Looks like the main use case where this becomes a problem is when the Job's run() method wants to commit the transaction earlier, e.g. not to wait until the end of the run() method (at which point the job runner will perform the transaction).

@aaron Would it make sense to facilitate this in some way? E.g. should we discourage jobs from obtaining their own LBFactory reference and instead inject it somehow? In addition, we could provide them with the means to start/end an atomic section, which automatically forego the outer transaction if it wasn't used for anything.

Or perhaps a way to declaratively opt-out from the default transaction. E.g. through a boolean method or protected property like useOuterTransaction. Disabling this would give them a CLI/Maintenance-like environment that defaults to auto-commit, and allows them to manually begin/commit where needed (e.g. using lbfactory begin/commit, or db start/endAtomic).

Krinkle renamed this task from JobRunner sets up transaction fname that may not match __METHOD__ from a Job subclass to JobRunner transaction fname for Job::run() can mismatch __METHOD__ in a subclass.Jul 7 2017, 10:21 PM
Krinkle triaged this task as High priority.

You can always do what extensions/CentralAuth/includes/LocalRenameJob/LocalRenameJob.php does AFAIK.

You can always do what extensions/CentralAuth/includes/LocalRenameJob/LocalRenameJob.php does AFAIK.

abstract class LocalRenameJob extends Job { public function run() {
	$fnameTrxOwner = get_class( $this ) . '::' . __FUNCTION__; // T145596
	$factory = MediaWikiServices::getInstance()->getDBLoadBalancerFactory();
	$factory->commitMasterChanges( $fnameTrxOwner );

	/* .. */
} }

I'm not sure we should encourage this.
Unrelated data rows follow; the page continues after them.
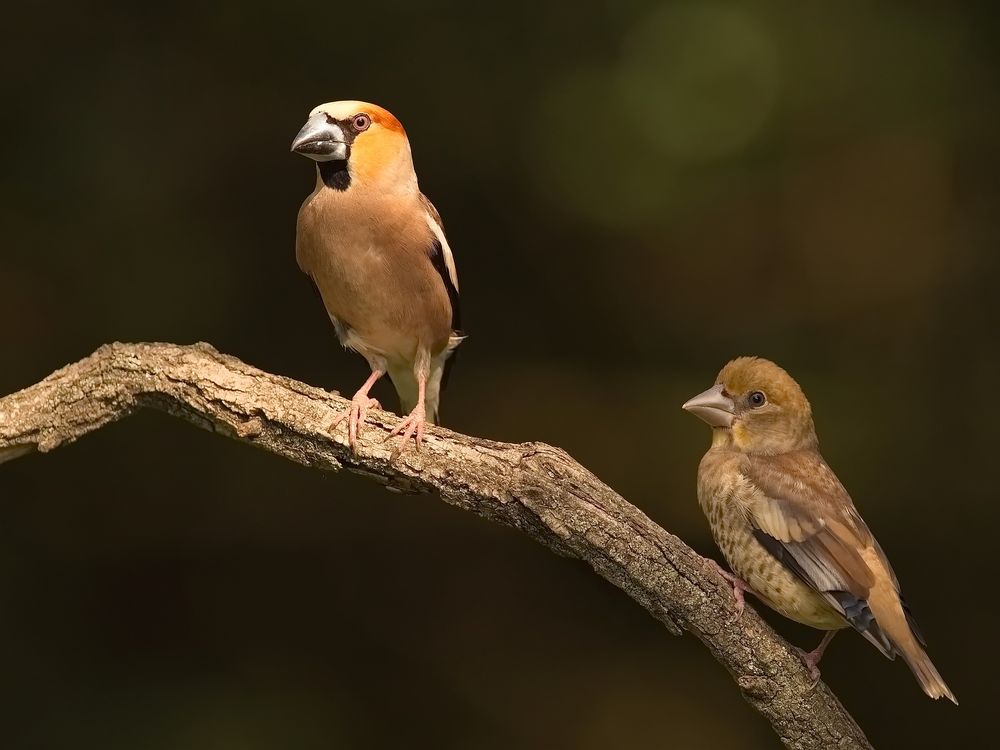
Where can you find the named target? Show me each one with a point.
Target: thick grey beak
(320, 140)
(713, 406)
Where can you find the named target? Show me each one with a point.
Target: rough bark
(533, 487)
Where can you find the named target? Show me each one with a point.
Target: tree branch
(532, 486)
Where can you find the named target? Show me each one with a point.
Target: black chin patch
(335, 174)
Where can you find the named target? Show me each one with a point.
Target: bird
(786, 525)
(375, 248)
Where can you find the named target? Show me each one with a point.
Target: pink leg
(355, 413)
(739, 586)
(811, 658)
(413, 425)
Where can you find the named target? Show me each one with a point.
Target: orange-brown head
(756, 407)
(357, 144)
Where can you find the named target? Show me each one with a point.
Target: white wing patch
(449, 259)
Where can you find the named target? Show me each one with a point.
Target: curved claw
(355, 415)
(411, 427)
(739, 586)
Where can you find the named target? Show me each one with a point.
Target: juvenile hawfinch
(375, 248)
(786, 525)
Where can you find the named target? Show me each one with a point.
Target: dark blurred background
(635, 192)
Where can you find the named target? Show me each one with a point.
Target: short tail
(927, 674)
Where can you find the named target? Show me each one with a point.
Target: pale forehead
(344, 109)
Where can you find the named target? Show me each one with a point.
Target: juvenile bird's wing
(804, 517)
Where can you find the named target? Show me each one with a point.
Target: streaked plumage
(786, 525)
(376, 250)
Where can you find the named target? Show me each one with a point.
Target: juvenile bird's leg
(360, 404)
(739, 586)
(811, 658)
(413, 425)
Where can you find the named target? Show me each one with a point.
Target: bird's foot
(739, 586)
(811, 658)
(411, 427)
(355, 415)
(811, 662)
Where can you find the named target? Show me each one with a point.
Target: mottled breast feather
(804, 517)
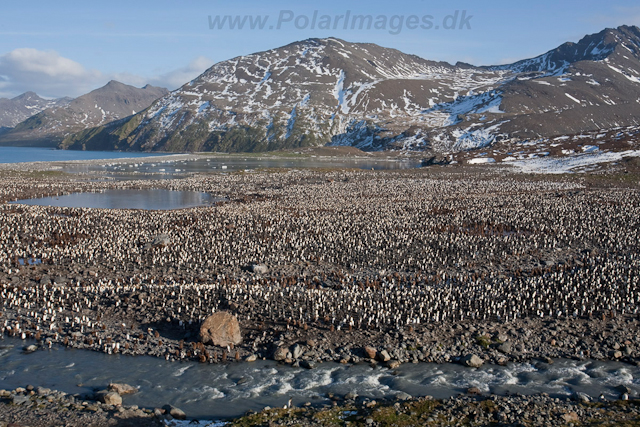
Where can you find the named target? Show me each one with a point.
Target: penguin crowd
(344, 251)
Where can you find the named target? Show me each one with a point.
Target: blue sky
(70, 47)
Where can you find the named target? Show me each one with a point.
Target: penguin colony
(347, 251)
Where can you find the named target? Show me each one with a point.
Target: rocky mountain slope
(331, 92)
(20, 108)
(111, 102)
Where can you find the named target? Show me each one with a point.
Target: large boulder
(472, 361)
(122, 389)
(221, 329)
(109, 397)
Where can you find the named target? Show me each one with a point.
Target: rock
(307, 364)
(221, 329)
(505, 348)
(403, 396)
(370, 352)
(18, 399)
(297, 351)
(122, 389)
(582, 397)
(280, 354)
(161, 239)
(41, 391)
(383, 356)
(259, 268)
(472, 361)
(30, 348)
(110, 398)
(352, 395)
(176, 413)
(393, 364)
(570, 417)
(623, 389)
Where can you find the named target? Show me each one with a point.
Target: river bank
(42, 408)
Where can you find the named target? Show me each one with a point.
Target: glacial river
(207, 391)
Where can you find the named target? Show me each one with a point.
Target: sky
(68, 48)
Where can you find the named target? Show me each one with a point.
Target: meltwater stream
(207, 391)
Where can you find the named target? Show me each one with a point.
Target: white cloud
(51, 75)
(617, 16)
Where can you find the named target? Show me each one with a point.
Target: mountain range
(320, 92)
(52, 124)
(20, 108)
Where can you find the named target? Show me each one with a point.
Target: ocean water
(147, 199)
(40, 154)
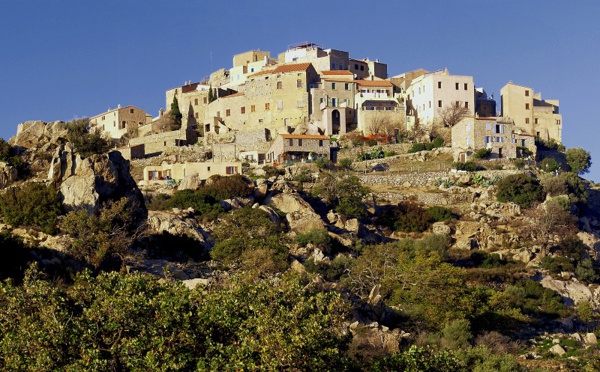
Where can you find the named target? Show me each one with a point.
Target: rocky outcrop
(37, 133)
(8, 174)
(90, 182)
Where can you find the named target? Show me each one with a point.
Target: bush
(579, 160)
(482, 154)
(33, 205)
(549, 165)
(438, 213)
(345, 163)
(520, 189)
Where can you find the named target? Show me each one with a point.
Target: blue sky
(63, 59)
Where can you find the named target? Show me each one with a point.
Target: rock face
(36, 133)
(8, 174)
(180, 224)
(300, 215)
(87, 183)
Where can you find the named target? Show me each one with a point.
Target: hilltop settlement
(304, 212)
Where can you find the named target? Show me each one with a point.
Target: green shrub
(520, 189)
(318, 237)
(482, 154)
(345, 163)
(33, 205)
(549, 165)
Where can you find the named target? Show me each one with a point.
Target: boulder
(557, 350)
(178, 224)
(8, 174)
(441, 228)
(90, 182)
(191, 182)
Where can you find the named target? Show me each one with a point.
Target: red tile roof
(336, 72)
(304, 136)
(373, 83)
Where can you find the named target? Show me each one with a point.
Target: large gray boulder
(88, 183)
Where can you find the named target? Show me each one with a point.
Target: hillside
(399, 262)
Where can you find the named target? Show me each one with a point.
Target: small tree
(176, 113)
(579, 160)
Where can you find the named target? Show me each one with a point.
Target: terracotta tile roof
(284, 68)
(336, 72)
(373, 83)
(303, 136)
(235, 95)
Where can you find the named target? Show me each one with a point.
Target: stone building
(498, 134)
(530, 112)
(298, 147)
(430, 93)
(120, 121)
(157, 174)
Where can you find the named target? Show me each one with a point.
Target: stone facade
(497, 134)
(296, 147)
(120, 121)
(163, 173)
(531, 113)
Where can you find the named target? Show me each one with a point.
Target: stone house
(495, 133)
(165, 173)
(298, 147)
(120, 121)
(530, 112)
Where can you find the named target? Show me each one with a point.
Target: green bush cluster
(33, 205)
(520, 189)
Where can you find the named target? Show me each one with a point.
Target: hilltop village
(293, 108)
(306, 213)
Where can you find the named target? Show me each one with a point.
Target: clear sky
(64, 59)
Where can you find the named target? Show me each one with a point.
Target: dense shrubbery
(136, 322)
(33, 204)
(520, 189)
(86, 143)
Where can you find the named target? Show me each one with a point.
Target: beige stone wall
(118, 122)
(531, 113)
(177, 172)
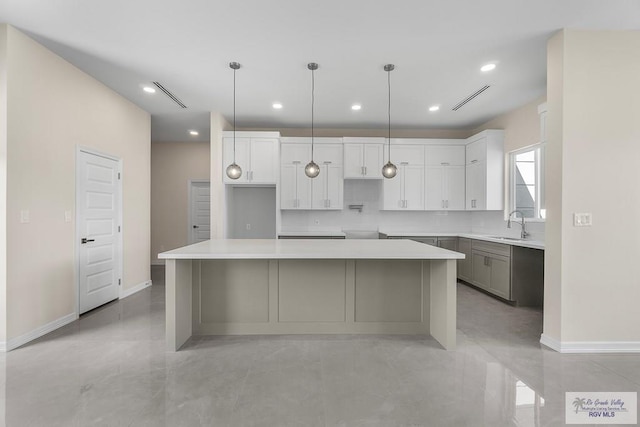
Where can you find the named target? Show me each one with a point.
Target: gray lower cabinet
(491, 267)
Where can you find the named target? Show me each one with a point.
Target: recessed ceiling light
(487, 67)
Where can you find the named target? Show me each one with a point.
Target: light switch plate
(24, 216)
(582, 220)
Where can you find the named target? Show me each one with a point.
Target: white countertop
(534, 244)
(309, 249)
(322, 233)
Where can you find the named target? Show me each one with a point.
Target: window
(527, 182)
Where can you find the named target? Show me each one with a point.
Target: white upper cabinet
(445, 177)
(406, 190)
(255, 152)
(363, 158)
(485, 171)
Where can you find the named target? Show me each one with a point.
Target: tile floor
(110, 369)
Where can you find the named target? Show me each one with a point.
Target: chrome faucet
(524, 233)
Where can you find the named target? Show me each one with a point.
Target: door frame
(189, 209)
(119, 239)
It means classes 1) assume an active transaction, 2) rely on a specific owner name, 3) commit a transaction they did not start. Aside from point 1, these seem like anti-patterns. What about upstreaming this solution? e.g. Job::commitDefaultTransaction().

Alternatively, the opt-out solution might also be interesting.

JobRunner always starts an LBFactory transaction.

Most solutions seem to require the Job code author having to remember to "use this fname" or"use the transaction ticket" or "use this special commit function for jobs". I'd rather this just be documented unless some easier solution could be found, maybe have JobRunner tell LBFactory to alias the parent run() methods using http://php.net/manual/en/function.class-parents.php. Ownership should be run(), which that method passing tickets/fnames to any function that can act on it's behalf, so functions other than run() trying to commit should be passed these things anyway.